Memes, printers and getting across the street
Apropos of nothing, she said, “I’m feeling grumpy today.”
We were having lunch outside in the shade of lovely, fragrant hydrangeas.
The food was excellent, the beverages appropriately adult.
“Have another glass of wine,” I laughed.
“If only a glass of wine would do,” she mused.
She waved her hand around in circles while she formed her next statement.
“A bucket of wine…maybe. With a straw!”
Something was obviously on her mind and she needed an excuse to share.
I pushed her for more information.
This is a woman who can be thought to “have it all.”
First of all, she is thin … wears a size two.
I mean, a two?
Sometimes she balloons up to a three, but then who would notice?
No matter what she wears, it looks great. She could throw on a grain sack and start a trend.
She is a successful business woman, a fabulous wife and mother and a friend that you can count on.
So, what I wondered could be generating this angst?
“What’s up?” I emphasized the up part.
“Tell me please,” she leaned forward. “What is a meme?”
“A what?”
“A meme. I keep getting stuff on my Facebook page that is described as a meme? I looked up meme on Google and still couldn’t figure out what a meme was. So, I went to a site that said it could generate memes thinking if I saw enough of whatever they are, I could figure out what they are.”
She stared at me.
I stared back
I had no idea.
Yes, I’d seen the word used. This was one of those words like the names of characters in Russian novels that I skip over.
Hands akimbo, I shrugged my shoulders.
She continued, “I thought a meme might be something related to the French word Meme which means, the same.”
I nodded since that was one of the few words that has remained in my head from my two years of college French.

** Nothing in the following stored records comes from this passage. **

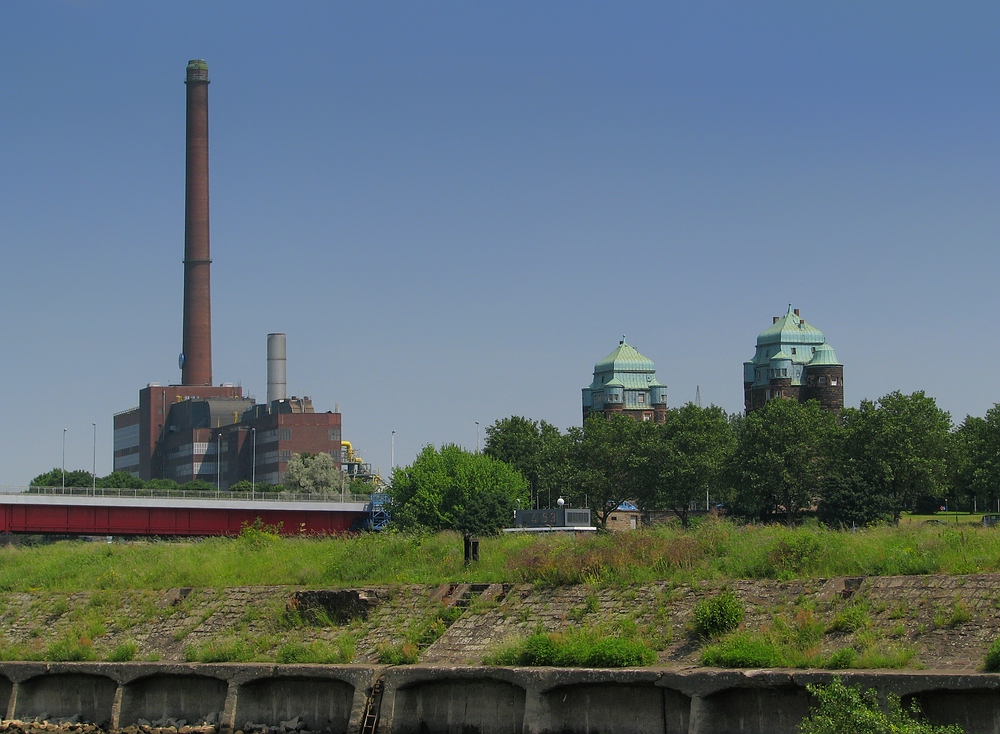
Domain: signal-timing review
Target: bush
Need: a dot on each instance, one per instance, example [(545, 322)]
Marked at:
[(993, 657), (744, 650), (123, 653), (717, 615), (404, 654), (841, 708)]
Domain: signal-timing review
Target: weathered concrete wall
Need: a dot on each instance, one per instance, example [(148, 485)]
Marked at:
[(457, 700)]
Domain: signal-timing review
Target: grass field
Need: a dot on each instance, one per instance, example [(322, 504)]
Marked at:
[(715, 549)]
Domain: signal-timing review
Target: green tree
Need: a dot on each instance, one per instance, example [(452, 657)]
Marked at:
[(161, 484), (312, 473), (975, 459), (608, 462), (685, 457), (536, 449), (847, 500), (899, 445), (198, 485), (120, 480), (454, 489), (780, 455), (843, 708), (54, 478)]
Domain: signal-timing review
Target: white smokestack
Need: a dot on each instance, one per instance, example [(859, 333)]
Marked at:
[(276, 383)]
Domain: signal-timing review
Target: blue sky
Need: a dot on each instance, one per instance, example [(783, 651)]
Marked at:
[(455, 209)]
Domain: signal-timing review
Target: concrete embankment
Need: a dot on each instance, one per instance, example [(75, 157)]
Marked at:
[(461, 700)]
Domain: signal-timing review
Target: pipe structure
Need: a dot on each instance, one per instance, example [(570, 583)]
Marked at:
[(276, 380), (196, 357)]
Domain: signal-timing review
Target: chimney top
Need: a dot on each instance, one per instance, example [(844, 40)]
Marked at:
[(197, 71)]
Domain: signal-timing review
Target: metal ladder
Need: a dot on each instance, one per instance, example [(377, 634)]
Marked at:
[(372, 708)]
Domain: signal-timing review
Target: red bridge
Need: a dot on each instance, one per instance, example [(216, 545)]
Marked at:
[(124, 512)]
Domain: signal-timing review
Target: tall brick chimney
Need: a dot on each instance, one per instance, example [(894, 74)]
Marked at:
[(196, 357)]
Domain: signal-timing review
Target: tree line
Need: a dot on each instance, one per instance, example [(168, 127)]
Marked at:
[(898, 453)]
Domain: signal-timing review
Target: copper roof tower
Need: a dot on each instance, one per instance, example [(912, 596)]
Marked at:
[(196, 357)]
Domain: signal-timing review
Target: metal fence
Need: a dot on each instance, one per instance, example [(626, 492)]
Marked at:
[(191, 494)]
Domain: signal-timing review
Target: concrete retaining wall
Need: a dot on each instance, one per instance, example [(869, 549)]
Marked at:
[(461, 700)]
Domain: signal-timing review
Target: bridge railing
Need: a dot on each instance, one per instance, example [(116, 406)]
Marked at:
[(192, 494)]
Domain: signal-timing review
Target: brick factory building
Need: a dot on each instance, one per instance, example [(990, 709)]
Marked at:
[(625, 382), (793, 362), (195, 430)]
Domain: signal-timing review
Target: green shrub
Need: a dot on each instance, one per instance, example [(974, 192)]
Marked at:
[(851, 618), (842, 659), (404, 654), (992, 664), (744, 650), (840, 708), (718, 614), (223, 650), (123, 652), (70, 648)]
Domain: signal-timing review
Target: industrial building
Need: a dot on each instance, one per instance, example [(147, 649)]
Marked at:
[(625, 382), (197, 430), (793, 362)]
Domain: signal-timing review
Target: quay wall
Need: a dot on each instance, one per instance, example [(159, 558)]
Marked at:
[(429, 699)]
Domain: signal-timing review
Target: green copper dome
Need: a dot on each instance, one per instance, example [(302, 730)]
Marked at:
[(825, 356), (790, 329), (624, 359)]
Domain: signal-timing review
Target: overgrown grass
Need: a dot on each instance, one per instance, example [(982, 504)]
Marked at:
[(587, 647), (318, 651), (715, 550), (796, 643)]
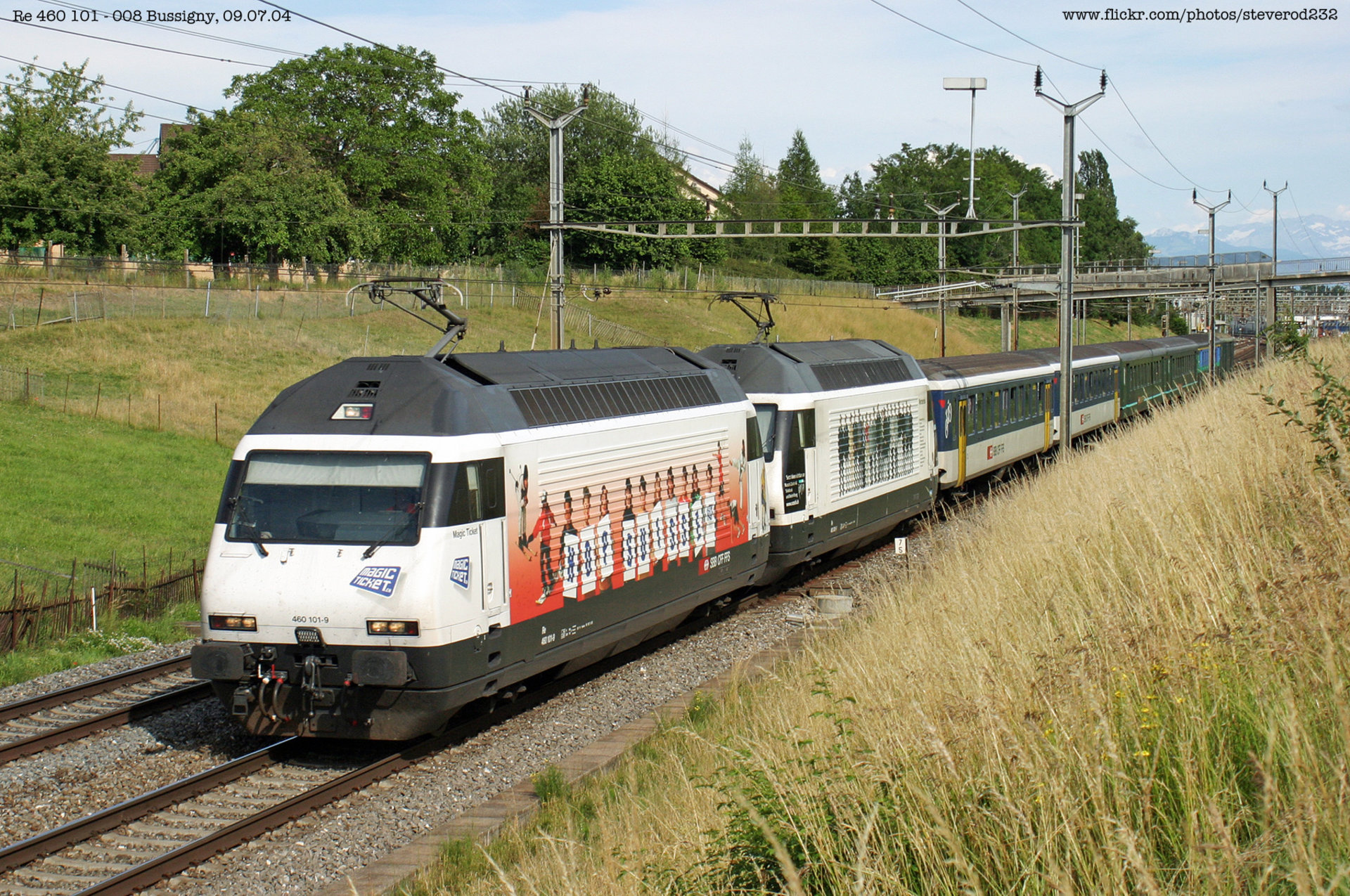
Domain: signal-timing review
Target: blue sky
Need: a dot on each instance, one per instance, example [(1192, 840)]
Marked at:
[(1226, 103)]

The other two are parapluie and argent.
I was incredulous — this meme thing was creating all of this anxiety.
And I said so.
“It’s not just the meme thing. It’s a lot of things. I’m tired of people blasting their music from their car,” she leaned forward as if she was telling me a secret. “I was sitting at a light on Fayette street the other morning and some idiot pulled up next to me with music so loud my car was rocking. Idiot! And, I’m so sick of the nastiness that has been a part of this year’s presidential theater…and don’t tell me that it’s never been one of our finest hours…we are adults and should be able to do better than…” She looked at me and asked, “Which presidential election was it that you used in class to demonstrate the baseness of politics?”
“1828. Andrew Jackson vs. John Quincy Adams,” I said.
“Yes, that one. It’s not 1828,” And, she took a breath. “I’m not sure how to describe this.”
She poured herself another glass of wine.
“I think that after a life of hard work and good works, what I have to say should have some value,” As I was about to interject, she waved me off. “No, this is true. I no longer can garner respect for my opinions, my experience. If someone were about to mix two volatile substances that would ultimately hurt the person mixing them and I warned them about the danger, I would bet that they would look at me and think, what could she know?”
Her litany of woe continued.
“My printer keeps jamming when I try to print envelopes. I have to get new tires for my car and my cat needs to have a tooth removed,” she was almost breathless.
“What’s really wrong,” I asked.
She bowed her head, took a beat and with an almost smile, she said,
“This morning, a young man asked me if he could help me cross the street. Can you imagine?”